Coast Guard official said on Thursday.
"The Malacca Strait is very well known in the maritime
community as a very high risk area for piracy and other armed
robberies," Commander Clay Diamond, a liaison officer to the US
state department, told AFP on the sidelines of an international
Maritime Security conference in Nantes, western France.

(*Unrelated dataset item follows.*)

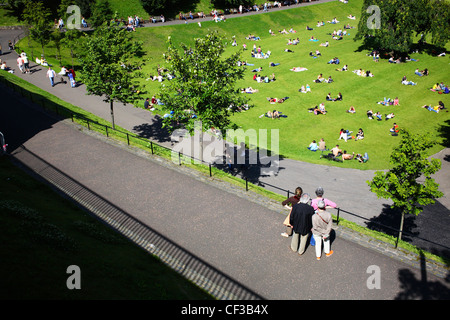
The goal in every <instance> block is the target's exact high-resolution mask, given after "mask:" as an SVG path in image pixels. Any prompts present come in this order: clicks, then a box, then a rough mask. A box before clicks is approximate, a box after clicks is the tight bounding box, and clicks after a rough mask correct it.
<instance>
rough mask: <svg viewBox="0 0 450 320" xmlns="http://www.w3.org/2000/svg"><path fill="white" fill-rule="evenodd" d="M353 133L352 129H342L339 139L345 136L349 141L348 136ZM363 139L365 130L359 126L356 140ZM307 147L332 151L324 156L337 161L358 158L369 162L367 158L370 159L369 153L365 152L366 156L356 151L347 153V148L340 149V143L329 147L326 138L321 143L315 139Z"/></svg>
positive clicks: (344, 137) (356, 135) (343, 138)
mask: <svg viewBox="0 0 450 320" xmlns="http://www.w3.org/2000/svg"><path fill="white" fill-rule="evenodd" d="M351 133H352V131H349V130H344V129H341V131H340V136H339V139H338V140H340V139H341V138H343V139H344V140H345V141H347V139H348V138H347V137H348V135H349V134H351ZM361 139H364V131H363V130H362V129H361V128H359V130H358V133H357V134H356V139H355V140H361ZM307 149H308V150H311V151H314V152H315V151H322V153H323V152H324V151H331V152H330V153H328V154H326V155H324V156H323V157H324V158H329V159H332V160H336V161H345V160H352V159H355V160H358V161H359V162H367V160H369V156H368V155H367V153H365V154H364V156H363V155H361V154H355V153H354V152H352V153H347V150H344V151H342V149H340V147H339V145H338V144H337V145H336V146H335V147H334V148H332V149H331V150H330V149H327V147H326V143H325V140H324V139H323V138H321V139H320V141H319V143H317V142H316V140H313V141H312V142H311V143H310V144H309V146H308V148H307ZM321 157H322V156H321ZM341 158H342V160H341Z"/></svg>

But with more than 1,000 vessels and more than 10 million
barrels of oil passing through the zone every day, and Asian
extremist groups such as Jamaah Islamiyah active in Southeast
Asia, there are fears that the Strait may become targeted by
terrorists.
"There is every indication to think there's a link between
pirates and other maritime criminals and terrorist
organizations," Diamond said.
He added that there was the "obvious" scenario of a ship -- a
gas or oil tanker for instance -- being hijacked and used to
attack a port city as a floating bomb.
"But less obvious and just as problematic is that piracy and
other criminal acts at sea can be used as fund raising operations
for terrorists."
He added: "We want to break the nexus between smuggling, drug
smuggling and the terrorists."
New shipping rules brought in a year ago by the UN's
International Maritime Organization (IMO) go some way to
combating piracy, notably with all vessels over 500 tons needing
to have a "silent" alarm installed that would tell nearby
authorities they had been illegally boarded or were facing other
peril.
The initiative, known as the International Shipping and Port
Facilities code, was introduced at the behest of the United
States in the wake of the Sept. 11, 2001 attacks amid fears that
cargo or passenger ships might be used to perpetrate terrorist
attacks.
Diamond said the United States was currently looking at a new
system that might be added to the code later in which all big
ships were fitted with satellite transponders that would allow
them to be tracked at all times around the world.
But he and other delegates at the Nantes conference said that
more than technology, cooperation was key in tackling marauders
in the Malacca Strait and in other international waters.
"The only way to combat piracy at sea is to work regionally,"
the officer said.
The three Asian countries enclosing the Strait last year
started coordinated patrols of the Malacca Strait, and
Singapore's navy in March began putting small elite military
teams on some cargo ships and passenger liners to protect them
against pirates and terrorist attacks.
The IMO was encouraging these efforts, and Diamond said that
the United States approved the initiatives because "this is not a
situation where the US is there to respond physically."